Et quelque chose lui disait que Nathaniel pouvait se montrer aussi manipulateur qu'elle.

Le point positif dans son retour en cellule, c'était que l'homme à la voix feutrée comme celle d'un chat, Sergueï, était revenu la voir.

Comme les autres fois, il entra dans la cellule et déposa devant elle une assiette fumante composée d'une tranche de viande déjà coupée.

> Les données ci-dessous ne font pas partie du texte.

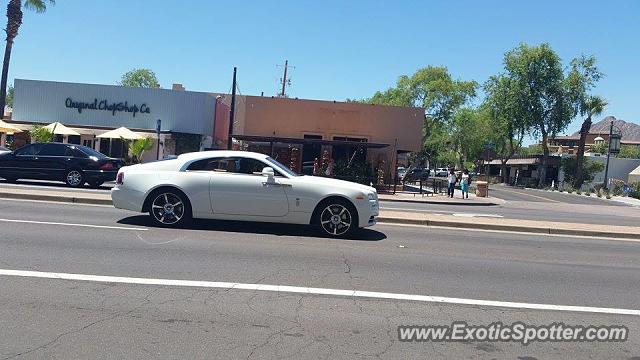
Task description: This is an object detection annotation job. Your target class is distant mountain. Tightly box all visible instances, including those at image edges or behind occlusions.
[573,116,640,141]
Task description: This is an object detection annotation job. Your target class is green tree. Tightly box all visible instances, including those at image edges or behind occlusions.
[6,85,13,108]
[573,96,607,189]
[589,141,609,154]
[129,138,153,162]
[566,55,607,189]
[449,108,488,169]
[481,75,529,183]
[118,69,160,88]
[504,44,577,187]
[0,0,55,116]
[29,125,55,142]
[618,145,640,159]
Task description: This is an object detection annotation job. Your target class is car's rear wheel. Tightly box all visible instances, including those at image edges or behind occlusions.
[64,169,84,187]
[149,190,191,227]
[315,198,358,237]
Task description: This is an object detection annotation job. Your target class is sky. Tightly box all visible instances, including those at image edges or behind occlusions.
[6,0,640,145]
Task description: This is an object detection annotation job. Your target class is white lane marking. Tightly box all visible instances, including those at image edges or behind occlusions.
[0,269,640,316]
[0,219,149,231]
[0,195,115,209]
[451,213,504,218]
[376,221,640,242]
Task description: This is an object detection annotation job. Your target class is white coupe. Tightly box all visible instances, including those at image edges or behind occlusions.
[111,151,378,236]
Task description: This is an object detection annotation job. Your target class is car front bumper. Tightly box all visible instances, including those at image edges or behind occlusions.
[111,185,146,212]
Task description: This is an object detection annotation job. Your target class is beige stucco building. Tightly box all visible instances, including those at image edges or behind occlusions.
[225,96,424,181]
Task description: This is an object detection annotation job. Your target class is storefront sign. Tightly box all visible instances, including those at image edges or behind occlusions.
[64,98,151,117]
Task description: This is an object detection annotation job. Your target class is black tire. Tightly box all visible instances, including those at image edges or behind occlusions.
[148,188,191,227]
[64,169,84,187]
[313,198,359,237]
[87,181,104,188]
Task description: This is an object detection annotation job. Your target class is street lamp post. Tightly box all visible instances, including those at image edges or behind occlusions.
[603,120,622,190]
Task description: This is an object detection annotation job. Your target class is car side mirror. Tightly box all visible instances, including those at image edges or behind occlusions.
[262,166,276,181]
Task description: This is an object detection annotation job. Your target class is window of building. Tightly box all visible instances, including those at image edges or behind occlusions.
[38,144,67,156]
[15,144,42,156]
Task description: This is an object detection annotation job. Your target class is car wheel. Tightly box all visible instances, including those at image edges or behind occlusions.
[316,199,358,237]
[64,169,84,187]
[149,190,191,227]
[88,181,104,188]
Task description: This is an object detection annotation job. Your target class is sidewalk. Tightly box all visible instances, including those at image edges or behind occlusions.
[378,191,505,206]
[0,188,640,240]
[378,211,640,240]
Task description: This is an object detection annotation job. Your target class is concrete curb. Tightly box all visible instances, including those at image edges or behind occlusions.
[378,197,500,206]
[0,191,640,239]
[378,216,640,240]
[0,191,112,205]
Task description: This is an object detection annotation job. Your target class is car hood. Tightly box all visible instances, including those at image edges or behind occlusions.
[294,175,376,193]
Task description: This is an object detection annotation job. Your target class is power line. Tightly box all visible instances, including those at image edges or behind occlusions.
[276,60,296,97]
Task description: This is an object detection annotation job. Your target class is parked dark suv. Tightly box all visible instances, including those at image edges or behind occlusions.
[0,143,124,187]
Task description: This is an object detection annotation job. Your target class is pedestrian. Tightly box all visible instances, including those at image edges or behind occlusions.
[460,169,471,199]
[447,169,458,198]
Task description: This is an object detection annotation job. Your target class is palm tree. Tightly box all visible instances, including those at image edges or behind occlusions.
[573,96,608,189]
[0,0,56,118]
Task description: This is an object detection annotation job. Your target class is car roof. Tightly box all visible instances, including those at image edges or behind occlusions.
[178,150,268,161]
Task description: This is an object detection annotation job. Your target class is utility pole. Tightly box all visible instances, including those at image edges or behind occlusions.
[277,60,293,97]
[227,66,238,150]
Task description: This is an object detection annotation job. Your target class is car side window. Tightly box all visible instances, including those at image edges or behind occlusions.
[65,146,89,158]
[15,144,42,156]
[187,157,282,176]
[38,144,67,156]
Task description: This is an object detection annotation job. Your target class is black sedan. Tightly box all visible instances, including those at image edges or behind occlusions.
[0,143,124,187]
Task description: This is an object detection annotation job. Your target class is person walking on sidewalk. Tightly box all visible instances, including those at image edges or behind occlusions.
[447,169,458,198]
[460,169,471,199]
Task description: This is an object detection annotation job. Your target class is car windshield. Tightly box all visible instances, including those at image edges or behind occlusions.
[76,145,107,159]
[267,157,300,176]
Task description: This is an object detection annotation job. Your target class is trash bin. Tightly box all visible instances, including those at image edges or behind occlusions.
[476,181,489,197]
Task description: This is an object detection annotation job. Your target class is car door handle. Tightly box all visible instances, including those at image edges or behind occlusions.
[262,181,291,187]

- Merci. Dit-elle en souriant.

- De rien. Tu te sens mieux ?

- Faut croire que oui.

Elle prit un premier morceau de viande qu'elle mâcha lentement.

- Je te remercie d'être intervenu...Quand Renaud m'a...Enfin, tu comprends. Marmonna-t-elle en baissant les yeux.

Il haussa les épaules.

- C'est normal. Je devais intervenir. Mais tu aurais dû te douter que Renaud chercherait à se venger du coup que tu lui as fait. Il a trouvé une occasion et en a profité. Si je suis intervenu, c'était parce que c'était l'heure du repas.

- Je me disais bien que tu étais ponctuel.

- Ça, et encore bien d'autres qualités. Répliqua-t-il avec un sourire.

- Je vois...

- Tu t'en tire pas trop mal. Commenta-t-il en s'asseyant en face d'elle, comme à son habitude. Renaud est plus violent que ça, d'ordinaire.

- Ça doit être parce qu'il m'aime bien. Ironisa-t-elle.

Il éclata de rire.

- Ça doit être ça.

Carmen termina son assiette en quelques coups de fourchette et la repoussa vers lui.

- Nathaniel t'as parlé ? Demanda Sergueï.

- Oui.

- Il a essayé de te recruter ?

- Il a essayé, oui. Comment tu le sais ?

- T'es pas la première à avoir atterrit ici.

- Ah. Mais je suis peut-être la seule qu'il ne parviendra pas à convaincre.

- Peut-être. Répliqua-t-il, indifférent.

- Il fait comment pour les convaincre de le rejoindre ?

Il lui fit un sourire narquois :

- Pourquoi ? Ça t'inquiète ?

Ce fut à son tour de hausser les épaules :

- J'en sais rien. Nathaniel avait l'air très sûr de lui quand il disait qu'il me ferait changer d'avis.

- C'est le cas. Il est très fort pour persuader les gens de le rejoindre.

- Avec moi, il risque d'avoir beaucoup de travail.

- Il a le temps. Mais s'il a décidé de t'intégrer à nos rangs, il y parviendra, tôt ou tard. Qui sait ? Peut-être même deviendras-tu l'une des plus fanatiques ?

Carmen sentit son angoisse monter d'un cran. Était-il sérieux ?

- Fanatique ? Répéta-t-elle, horrifiée. Vous leur faites quoi, à vos nouvelles recrues ? Un lavage de cerveau ?

Sergueï semblait réfléchir.

- Je ne pense pas, non. Je ne sais pas comment Nathaniel y arrive ni quelles sont ses méthodes. Tout ce qu'on sait, c'est que personne ne lui résiste bien longtemps.

- Ça ne me rassure pas.

Il lui sourit :

- Tu verras par toi-même.

Elle ne répondit rien. Toute cette histoire ne lui disait rien qui vaille...

Le jeune homme se leva et récupéra le bol vide.

- Je vais te laisser te reposer.

Il quitta la pièce, la porte se verrouilla derrière lui et l'ampoule s'éteignit. Carmen s'allongea à nouveau sur son matelas et contempla le plafond froid. Elle se sentait extrêmement faible et son ventre gargouillait encore. Mais elle n'avait pas pu terminer son assiette. Mâcher et avaler était un exercice encore trop complexe pour elle.

Quand elle repensa à Sergueï, ce fut cette fois pour jurer contre lui : « Il aurait quand même put me donner de la soupe plutôt que de la viande ! Il n'a même pas pensé que je venais de sortir de l'infirmerie ! »

D'une humeur maussade, Carmen tenta de dormir quelques heures pour reprendre des forces, en essayant d'oublier ses muscles et ses os encore douloureux et son estomac qui gargouillait.

Les prochains jours s'annonçaient très pénibles.